Posted by: red at September 6, 2005 8:11 AM

his funny friend was like pretending ashes in an ashtray were stem-cells or something. it made absolutely no sense but was so funny.,

Posted by: siobhan at September 6, 2005 8:52 AM

also, i remember that he kind of was baffled as to why the 2 of us were laughing at him SO HARD - like he really had no idea how funny his delivery was.
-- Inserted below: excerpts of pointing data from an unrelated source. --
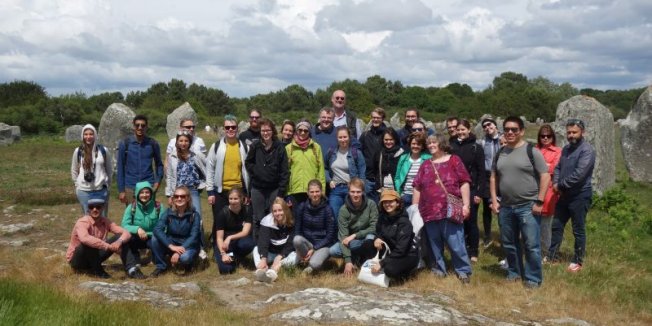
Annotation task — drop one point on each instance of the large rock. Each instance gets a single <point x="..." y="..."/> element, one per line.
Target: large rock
<point x="9" y="134"/>
<point x="185" y="111"/>
<point x="599" y="132"/>
<point x="73" y="133"/>
<point x="635" y="138"/>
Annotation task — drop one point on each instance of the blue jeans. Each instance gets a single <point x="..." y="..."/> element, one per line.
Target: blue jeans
<point x="160" y="253"/>
<point x="575" y="209"/>
<point x="336" y="198"/>
<point x="446" y="232"/>
<point x="519" y="222"/>
<point x="239" y="248"/>
<point x="85" y="196"/>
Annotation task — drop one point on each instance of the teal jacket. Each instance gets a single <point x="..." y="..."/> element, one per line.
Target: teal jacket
<point x="403" y="167"/>
<point x="144" y="215"/>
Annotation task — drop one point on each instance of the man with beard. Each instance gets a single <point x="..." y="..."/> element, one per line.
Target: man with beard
<point x="371" y="143"/>
<point x="572" y="181"/>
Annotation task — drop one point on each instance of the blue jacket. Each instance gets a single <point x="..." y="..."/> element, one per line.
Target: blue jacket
<point x="574" y="171"/>
<point x="180" y="231"/>
<point x="316" y="224"/>
<point x="136" y="165"/>
<point x="357" y="165"/>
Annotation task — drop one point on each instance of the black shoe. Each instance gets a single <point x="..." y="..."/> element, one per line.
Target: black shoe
<point x="157" y="272"/>
<point x="137" y="274"/>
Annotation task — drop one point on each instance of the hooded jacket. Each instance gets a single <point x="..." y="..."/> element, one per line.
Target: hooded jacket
<point x="361" y="221"/>
<point x="144" y="215"/>
<point x="102" y="166"/>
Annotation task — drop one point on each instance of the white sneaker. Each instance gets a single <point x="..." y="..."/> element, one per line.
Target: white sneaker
<point x="271" y="275"/>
Posted by: red at September 6, 2005 8:57 AM

"But alas. For various reasons, it was not meant to be."
What reasons? Why? Why? This is what I want to know...Please, dig deeper. (yeah, well, not to PRY, but...)
Beautiful writing, by the way.

Posted by: Missy at September 6, 2005 9:36 AM

missy - hahaha "why? why?"

we just met each other at the wrong time. bummer. big bummer.

Posted by: red at September 6, 2005 10:16 AM

beautiful, and hilarious! i wish things had worked out, though. [is there no hope?]

Posted by: amelie at September 6, 2005 3:55 PM

Nah - no hope. I think he might be married now. Not sure. Or well on the way to being married.